Central bank to cut reserve requirement ratio

Huang Yixuan
The People's Bank of China says across-the-board reduction will unleash more than 800 billion yuan in long-term funds to support the real economy and reduce capital costs. 
Huang Yixuan

China's central bank is to cut the reserve requirement ratio for financial institutions — excluding finance companies, financial leasing companies and automobile financing companies — by 50 basis points from January 6.

This is to support the development of the real economy as well as to reduce the real cost of social financing, according to the People's Bank of China.

The central bank said the cut is an across-the-board reduction reflecting counter-cyclical adjustment, which would unleash more than 800 billion yuan (around US$115 billion) in long-term funds, effectively increase the stable sources of funds for financial institutions to support the real economy and reduce the capital costs for financial institutions to support the real economy.

Currently, the required reserve ratio is 13 percent for large financial institutions and 11 percent for smaller ones since the last adjustment came into effect on September 16.
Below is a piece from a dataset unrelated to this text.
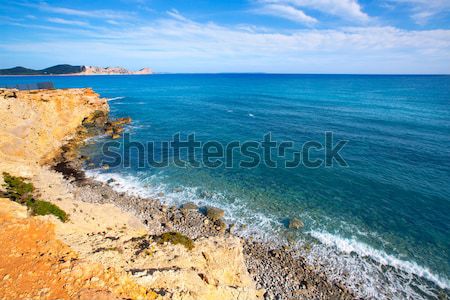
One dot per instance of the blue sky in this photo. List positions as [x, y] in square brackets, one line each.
[279, 36]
In the comprehensive lowering of the reserve requirements, small and medium-sized banks such as urban commercial banks operating exclusively within province-level regions, rural commercial banks serving counties, rural cooperative banks, rural credit cooperatives and village banks will receive long-term funds of more than 120 billion yuan.
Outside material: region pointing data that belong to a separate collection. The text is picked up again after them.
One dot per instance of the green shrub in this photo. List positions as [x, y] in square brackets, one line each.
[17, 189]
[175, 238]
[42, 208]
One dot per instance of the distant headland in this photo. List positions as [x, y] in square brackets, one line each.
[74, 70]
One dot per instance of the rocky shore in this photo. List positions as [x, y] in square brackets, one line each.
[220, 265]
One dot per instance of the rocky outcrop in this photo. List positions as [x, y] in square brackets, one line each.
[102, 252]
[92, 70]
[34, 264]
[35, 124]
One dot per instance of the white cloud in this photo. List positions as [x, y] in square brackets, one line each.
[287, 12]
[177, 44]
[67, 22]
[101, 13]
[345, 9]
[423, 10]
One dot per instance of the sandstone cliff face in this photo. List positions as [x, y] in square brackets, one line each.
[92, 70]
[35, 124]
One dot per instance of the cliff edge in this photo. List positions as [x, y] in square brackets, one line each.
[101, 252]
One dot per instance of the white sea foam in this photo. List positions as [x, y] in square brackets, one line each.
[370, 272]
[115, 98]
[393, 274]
At the same time, capital costs for banks will be cut by about 15 billion yuan a year, which can lead to a reduction in the real cost of social financing, especially the financing costs for micro and private enterprises, according to a PBoC official. 

The ratio cut will offset the large amount of cash drawn from banks before Spring Festival, thus maintaining the stability of the overall liquidity of the banking system, reflecting a scientific and prudent grasp of the strength of the counter-cyclical adjustment of monetary policy, the bank noted. "The prudent monetary policy stance remains unchanged."
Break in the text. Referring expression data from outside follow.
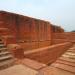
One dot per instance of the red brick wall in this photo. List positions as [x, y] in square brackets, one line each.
[29, 32]
[63, 37]
[48, 54]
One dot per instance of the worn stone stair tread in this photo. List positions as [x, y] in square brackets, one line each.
[8, 36]
[3, 49]
[65, 62]
[70, 53]
[69, 56]
[6, 57]
[4, 29]
[6, 62]
[2, 45]
[67, 59]
[64, 67]
[4, 53]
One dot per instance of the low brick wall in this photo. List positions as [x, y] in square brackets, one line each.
[48, 54]
[63, 37]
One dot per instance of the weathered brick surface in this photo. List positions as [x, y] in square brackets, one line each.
[27, 30]
[63, 37]
[47, 55]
The move is in line with market expectation, as many analysts had predicted that the bank would increase funding to the financial system around the New Year.

Wen Bin, chief analyst at China Minsheng Bank, said around 600 billion yuan of reverse repo is due to expire in the first half of January, and demand for funds will be under pressure in the run-up to the Spring Festival. Enterprises' tax payment, banks' reserve payment and the issuance of local government bonds will all put pressure on liquidity, thus cutting the reserve requirement ratio is a way to enable market liquidity to remain reasonable and adequate.

The State Council said in a guideline on December 24 that supportive fiscal policies to reduce enterprises' social security burdens and encourage on-the-job training would be extended for another year.

Financial support will also be stepped up for private, micro and small firms, it added.

On December 23, Chinese Premier Li Keqiang stressed the need to foster a new economy and new growth engines by encouraging entrepreneurship and innovation. He promised to grant stronger support to small and medium-sized banks delivering direct services to small and micro-enterprises, as reported by CCTV.

"The government will carry out further research into the use of multiple tools including the reserve requirement ratio, re-lending and re-discounts to cut real interest rates and financing costs to ease the financing difficulties of small and micro-businesses," Li said.

Wen expected that the medium-term lending facility will remained unchanged in January, while the one-year loan prime rate on January 20 could fall from 4.15 percent to 4.1 percent and the five-year rate could also decline from 4.8 percent to 4.75 percent.